WeAreBrain
- Type: Private
- Industry: Technology Ventures, Software Engineering, Data & AI
- Founded: 15 January 2015
- Founders: Mario Grunitz, Ievgen Miasushkin
- Headquarters: Netherlands; Ukraine;
- Area served: North America, Europe, South Africa
- Key people: Elvire Jaspers (CEO, Founding Partner); Paula Ferrai (CMO, Partner); Tanya Lyabik (COO, Partner); Omar M'Sadek (Head of Innovation, Partner); Anastasia Gritsenko (Head of UX & Product Design, Partner); Dmitry Ermakov (CTO & Head of Engineering, Partner);
- Products: Cloud, Mobile, SaaS, AI Solutions
- Services: SaaS & AI Startup Ventures, Product Design, Software Engineering, Cloud, Mobile
- Number of employees: 70+
- Website: www.wearebrain.com

= WeAreBrain =

European technology company

WeAreBrain is a European technology company and venture studio specializing in Cloud, Mobile, SaaS and AI. Founded in 2015, the company is headquartered in the Netherlands and Ukraine, with project offices in Switzerland and South Africa.

== History ==
In 2015, WeAreBrain was established by Mario Grunitz, Elvire Jaspers and Ievgen Miasushkin, and quickly achieved full Dutch Digital Agencies (DDA) member status in its first year of operation. In January 2016, the company co-founded clevergig, a SaaS workforce management startup, that was acquired by Visma in 2023.

In 2017, WeAreBrain became a global partner of SAP. In September of the same year, the company co-founded Tur.ai, an AI and hyperautomation platform with headquarters in Amsterdam and Kyiv.

In 2020, WeAreBrain published the book, "Working Machines – An Executive’s Guide to AI and Intelligent Automation", co-authored by Mario Grunitz, Paula Ferrai and Samantha Wolhuter, which became a key resource for businesses adopting AI. The company also won the Corporate Excellence Award that year. In 2020, WeAreBrain received a nomination for the Awwwards with Beautiful News in the Website category.

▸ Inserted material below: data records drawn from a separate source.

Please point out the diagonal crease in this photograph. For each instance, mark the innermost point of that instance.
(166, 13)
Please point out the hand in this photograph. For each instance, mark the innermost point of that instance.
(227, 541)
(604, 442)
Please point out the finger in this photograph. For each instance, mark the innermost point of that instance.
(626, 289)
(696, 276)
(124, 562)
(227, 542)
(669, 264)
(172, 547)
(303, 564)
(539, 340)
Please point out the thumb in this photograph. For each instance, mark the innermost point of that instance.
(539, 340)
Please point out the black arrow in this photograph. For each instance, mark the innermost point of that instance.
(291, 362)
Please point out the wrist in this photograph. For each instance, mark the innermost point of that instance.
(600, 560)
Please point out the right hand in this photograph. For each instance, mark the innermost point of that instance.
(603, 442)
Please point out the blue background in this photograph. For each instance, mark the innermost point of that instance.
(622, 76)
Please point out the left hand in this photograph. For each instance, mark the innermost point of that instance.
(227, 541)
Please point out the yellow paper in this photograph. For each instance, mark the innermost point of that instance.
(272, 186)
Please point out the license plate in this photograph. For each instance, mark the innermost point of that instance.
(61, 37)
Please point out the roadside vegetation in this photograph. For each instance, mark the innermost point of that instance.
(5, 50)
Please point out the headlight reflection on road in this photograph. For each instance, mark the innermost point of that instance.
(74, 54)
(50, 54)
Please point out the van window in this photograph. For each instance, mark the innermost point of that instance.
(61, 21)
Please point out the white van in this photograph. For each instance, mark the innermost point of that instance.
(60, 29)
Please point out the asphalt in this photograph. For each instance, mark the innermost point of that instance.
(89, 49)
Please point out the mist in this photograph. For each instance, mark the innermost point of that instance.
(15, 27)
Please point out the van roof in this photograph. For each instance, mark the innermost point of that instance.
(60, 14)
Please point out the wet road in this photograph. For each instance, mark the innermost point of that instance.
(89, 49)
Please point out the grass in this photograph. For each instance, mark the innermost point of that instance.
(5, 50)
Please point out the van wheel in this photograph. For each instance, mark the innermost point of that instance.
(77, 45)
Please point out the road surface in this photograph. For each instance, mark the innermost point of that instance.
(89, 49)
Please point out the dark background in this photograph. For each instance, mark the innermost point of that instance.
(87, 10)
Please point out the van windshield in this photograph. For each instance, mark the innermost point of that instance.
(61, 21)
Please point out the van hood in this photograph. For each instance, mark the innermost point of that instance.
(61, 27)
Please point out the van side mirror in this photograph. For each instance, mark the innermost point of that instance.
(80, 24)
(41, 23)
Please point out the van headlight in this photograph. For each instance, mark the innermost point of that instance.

From January 2021 to September 2024, WeAreBrain launched SOLVING, a strategic design studio in Amsterdam. In April 2021, the company co-founded Grover Agency, a boutique growth marketing firm based in Amsterdam. From February 2021 to present, WeAreBrain operates Braveye Ventures, the operational venture arm of the company.

On November 25, 2022, WeAreBrain was certified as a Great Place to Work. In January 2023, WeAreBrain integrated Black Magic Marker, the creative advisory firm founded by Anniek Berink.

In April 2023, Tur.ai was spun off from WeAreBrain, continuing to operate as an independent startup. In 2023, WeAreBrain was awarded a FD Gazelle. The company was ranked among the best e-business companies of 2023 in the Digital Agency Full-service category.

For the fourth consecutive year, WeAreBrain was voted as one of the best Dutch e-business companies. In 2025, the company co-invested into a Vullow, a new technology startup from the Netherlands.

== Activity ==
WeAreBrain offers a range of services to enterprises, NGOs, and startups across Europe and the United States, specializing in digital transformation and innovation consulting, product design and development, artificial intelligence (AI) and machine learning applications, intelligent process automation, and custom software engineering.

The company has worked on several impactful projects for renowned clients. A notable project was the Praxis DIY App for Maxeda DIY, a multi-functional e-commerce app that earned recognition as “App of the Year” in 2024. Another significant project was AI-powered procurement automation for HEINEKEN in the Netherlands, where WeAreBrain implemented AI-driven solutions that reduced costs and improved efficiency.

In Belgium, WeAreBrain improved the customer experience at Brico by developing an immersive in-store smart tablet experience.

== Charity ==
Since 2018, the WeAreBrain Foundation focused on charity projects in education, technology access, and sustainability. The foundation organizes volunteer programs, such as hackathons and community events, to engage employees and volunteers in supporting local causes. It also makes philanthropic contributions to initiatives that aim to improve education and access to technology in underserved communities.

Notable non-profit initiatives supported by the foundation include the Black Jaguar Foundation: The First 600, the Good Life Company, Air Regulation News, and the WeAreBrain Humanitarian Support for Ukrainian Families. The foundation received support from organizations such as Bregal Helps, Daiwa Housing, and Klaas Kleijn Accountancy.